Giuseppe Conte, un uomo sospeso

(da Repubblica) C’è un confine oltre il quale la politica rischia di scadere nel wrestling, quei combattimenti mascherati e simulati ai quali crede solo la parte più ingenua del pubblico, di solito i bambini, ma dove occorre comunque maestria per non farsi male mentre si finge di saltare a piedi pari sul petto dell’avversario. Il wrestling del M5S contro il governo Draghi, esecutivo che al momento i grillini continuano a sostenere, potrebbe rientrare tra i casi nei quali la simulazione si conclude con l’infortunio del wrestler salito sul ring con le intenzioni più bellicose, che in questo caso è facile identificare in Giuseppe Conte.

Le vicende di questi ultimi giorni raccontano che la crisi del Movimento si è avvitata come quei film che non trovano un registro e li provano un po’ tutti, commedia, tragedia, melò, horror, quest’ultimo spesso involontario. Cos’è oggi il Movimento? Che cultura politica vuole interpretare? Quali interessi? L’impressione è che non lo sappia nessuno, Conte in testa.

E la riposta non è facile, anche perché pure gli indizi sono contraddittori: c’è la strenua difesa del reddito di cittadinanza, che al netto degli abusi ha sicuramente aiutato le fasce più deboli della popolazione, e c’è la volontà di immolarsi a difesa del superbonus, cioè una clamorosa forma di redistribuzione di ricchezza verso l’alto. Il M5S non è più una forza anti-sistema come agli esordi eppure coltiva la pulsione del ritorno alle origini, anche perché, quando le sbagli tutte o quasi, alla fine la tentazione è rifugiarsi nel repertorio che un tempo funzionò.

Sta in un’alleanza, quella con il Partito democratico, che ha una connotazione chiara ma ci sta con un disagio palese al punto da chiedere a Enrico Letta e ai media di non chiamare centrosinistra la coalizione della quale fa parte. Insomma, una notte in cui tutte le vacche sono nere e forse non sono nemmeno vacche, una confusione totale anche sul terreno della tattica più spicciola, perché da una parte Conte è chiaramente impegnato in un tentativo di occupazione degli spazi elettorali alla sinistra del Pd, testimoniata anche dal credito illimitato che gli concede l’area bersaniana (anche le mucche nel corridoio non sono più quelle di una volta), dall’altra è capace di performance come prima delle presidenziali francesi quando in tv si rifiutò di scegliere tra Macron e Le Pen.

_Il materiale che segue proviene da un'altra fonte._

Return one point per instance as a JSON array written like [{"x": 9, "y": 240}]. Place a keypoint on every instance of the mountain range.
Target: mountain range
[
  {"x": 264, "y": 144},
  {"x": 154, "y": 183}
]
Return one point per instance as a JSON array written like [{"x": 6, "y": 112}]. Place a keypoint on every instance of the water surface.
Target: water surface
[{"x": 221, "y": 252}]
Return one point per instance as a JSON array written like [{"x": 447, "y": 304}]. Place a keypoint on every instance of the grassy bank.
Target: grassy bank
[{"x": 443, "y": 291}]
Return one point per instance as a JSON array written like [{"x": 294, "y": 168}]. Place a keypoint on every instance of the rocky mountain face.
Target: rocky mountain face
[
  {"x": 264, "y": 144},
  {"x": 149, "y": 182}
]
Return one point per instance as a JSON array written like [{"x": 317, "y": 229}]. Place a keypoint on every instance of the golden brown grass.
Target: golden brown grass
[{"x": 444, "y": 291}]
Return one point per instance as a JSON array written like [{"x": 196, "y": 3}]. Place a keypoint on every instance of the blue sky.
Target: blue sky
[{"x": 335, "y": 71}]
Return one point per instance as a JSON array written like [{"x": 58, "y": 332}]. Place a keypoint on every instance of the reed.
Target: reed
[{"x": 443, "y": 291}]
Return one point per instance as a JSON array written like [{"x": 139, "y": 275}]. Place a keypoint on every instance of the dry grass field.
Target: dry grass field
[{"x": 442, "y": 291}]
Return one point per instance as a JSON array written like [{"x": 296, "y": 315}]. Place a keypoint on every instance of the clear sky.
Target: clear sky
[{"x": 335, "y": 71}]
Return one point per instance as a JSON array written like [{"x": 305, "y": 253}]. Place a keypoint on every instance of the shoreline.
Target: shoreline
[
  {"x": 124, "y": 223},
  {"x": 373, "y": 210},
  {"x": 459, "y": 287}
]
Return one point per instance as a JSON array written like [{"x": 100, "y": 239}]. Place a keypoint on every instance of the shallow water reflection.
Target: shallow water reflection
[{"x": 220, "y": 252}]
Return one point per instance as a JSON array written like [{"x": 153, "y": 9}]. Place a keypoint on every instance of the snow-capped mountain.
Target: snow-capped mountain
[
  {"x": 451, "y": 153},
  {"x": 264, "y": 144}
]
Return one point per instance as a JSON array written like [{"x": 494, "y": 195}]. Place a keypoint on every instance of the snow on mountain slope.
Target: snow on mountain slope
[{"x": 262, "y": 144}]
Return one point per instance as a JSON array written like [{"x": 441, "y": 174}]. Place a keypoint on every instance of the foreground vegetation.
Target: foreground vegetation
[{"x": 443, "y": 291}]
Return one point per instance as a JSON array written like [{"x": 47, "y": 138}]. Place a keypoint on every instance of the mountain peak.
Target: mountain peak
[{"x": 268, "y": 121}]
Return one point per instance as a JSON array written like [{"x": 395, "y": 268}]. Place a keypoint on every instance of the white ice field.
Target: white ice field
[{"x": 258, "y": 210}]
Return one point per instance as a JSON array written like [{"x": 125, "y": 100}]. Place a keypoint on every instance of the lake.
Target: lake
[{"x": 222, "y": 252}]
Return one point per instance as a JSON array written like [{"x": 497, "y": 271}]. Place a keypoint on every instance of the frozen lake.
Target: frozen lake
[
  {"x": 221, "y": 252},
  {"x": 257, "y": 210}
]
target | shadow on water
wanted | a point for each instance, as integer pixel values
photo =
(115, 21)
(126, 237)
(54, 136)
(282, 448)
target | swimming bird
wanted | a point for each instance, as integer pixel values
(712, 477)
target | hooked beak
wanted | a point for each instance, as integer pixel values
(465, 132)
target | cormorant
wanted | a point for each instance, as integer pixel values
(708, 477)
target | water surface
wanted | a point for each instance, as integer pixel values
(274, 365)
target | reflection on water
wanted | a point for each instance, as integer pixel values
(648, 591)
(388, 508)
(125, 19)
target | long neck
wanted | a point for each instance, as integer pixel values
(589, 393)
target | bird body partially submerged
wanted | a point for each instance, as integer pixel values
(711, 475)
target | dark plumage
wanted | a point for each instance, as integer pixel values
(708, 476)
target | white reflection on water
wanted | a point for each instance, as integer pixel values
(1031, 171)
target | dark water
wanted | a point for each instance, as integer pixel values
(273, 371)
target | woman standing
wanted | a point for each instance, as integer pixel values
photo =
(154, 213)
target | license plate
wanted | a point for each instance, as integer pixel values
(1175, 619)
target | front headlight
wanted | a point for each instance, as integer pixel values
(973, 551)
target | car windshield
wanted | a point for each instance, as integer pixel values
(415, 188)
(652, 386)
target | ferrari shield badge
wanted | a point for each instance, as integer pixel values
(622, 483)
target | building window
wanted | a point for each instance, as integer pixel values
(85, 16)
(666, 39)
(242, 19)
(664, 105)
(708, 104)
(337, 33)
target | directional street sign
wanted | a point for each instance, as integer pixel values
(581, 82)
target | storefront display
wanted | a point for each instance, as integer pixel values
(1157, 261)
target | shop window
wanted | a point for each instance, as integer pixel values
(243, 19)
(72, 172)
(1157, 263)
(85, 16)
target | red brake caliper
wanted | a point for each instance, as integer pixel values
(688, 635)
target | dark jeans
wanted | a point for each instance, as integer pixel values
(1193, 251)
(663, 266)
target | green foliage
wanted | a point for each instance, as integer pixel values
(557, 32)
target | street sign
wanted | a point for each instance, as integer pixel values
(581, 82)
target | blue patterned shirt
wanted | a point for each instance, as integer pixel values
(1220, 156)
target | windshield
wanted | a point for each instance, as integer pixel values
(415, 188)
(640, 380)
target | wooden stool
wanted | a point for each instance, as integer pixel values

Perché l’ex premier e parte del M5S sono senz’altro nostalgici dell’epoca nella quale il M5S faceva il pieno di qua e di là, di sopra e di sotto, non solo gli ex voti di Rifondazione comunista ma pure quelli della destra più slabbrata e criptofascista. L’era in cui imperversava il magistero di Alessandro Di Battista, l’anima rossobruna del grillismo, l’uomo capace di trovare un filo tra un contadino honduregno, un putiniano moscovita e un guardiano della rivoluzione iraniano, e il filo era e resta un anticapitalismo da manuale rautiano. Di Battista continua a spingere da fuori perché si torni all’era in cui il grande nemico del Movimento era la sinistra e non a caso si è molto lamentato, con toni sarcastici, della scelta di Conte di non uscire dal governo.

Non può sorprendere che, con queste premesse, la crisi del telefono senza fili, originata dalle parole del sociologo Domenico De Masi sui colloqui (smentiti) tra Draghi e Grillo a proposito della inadeguatezza di Conte, sia diventata un incrocio tra una verifica stile Prima Repubblica, con tanto di papiello di richieste, e un balletto modello Seconda Repubblica, quella delle “fasi due” e, appunto, della politica wrestling, dove tutto si consuma all’inseguimento di un consenso volatile ed effimero, un marketing elettorale da corso a dispense, e più il consenso migra altrove o nel nulla più l’inseguimento si fa frenetico e insensato.

La crisi sfiorata, minacciata, rientrata è dunque ora sospesa, come il caffè nei bar di Napoli, già pagato in attesa che qualcuno se lo beva. Anche il M5S ha già pagato tutto, si tratta solo di capire chi passerà al banco a gustarsi i suoi voti. A naso, non il Pd. Un bel guaio per il nuovo centrosinistra. Ma tanto non si poteva nemmeno chiamarlo così.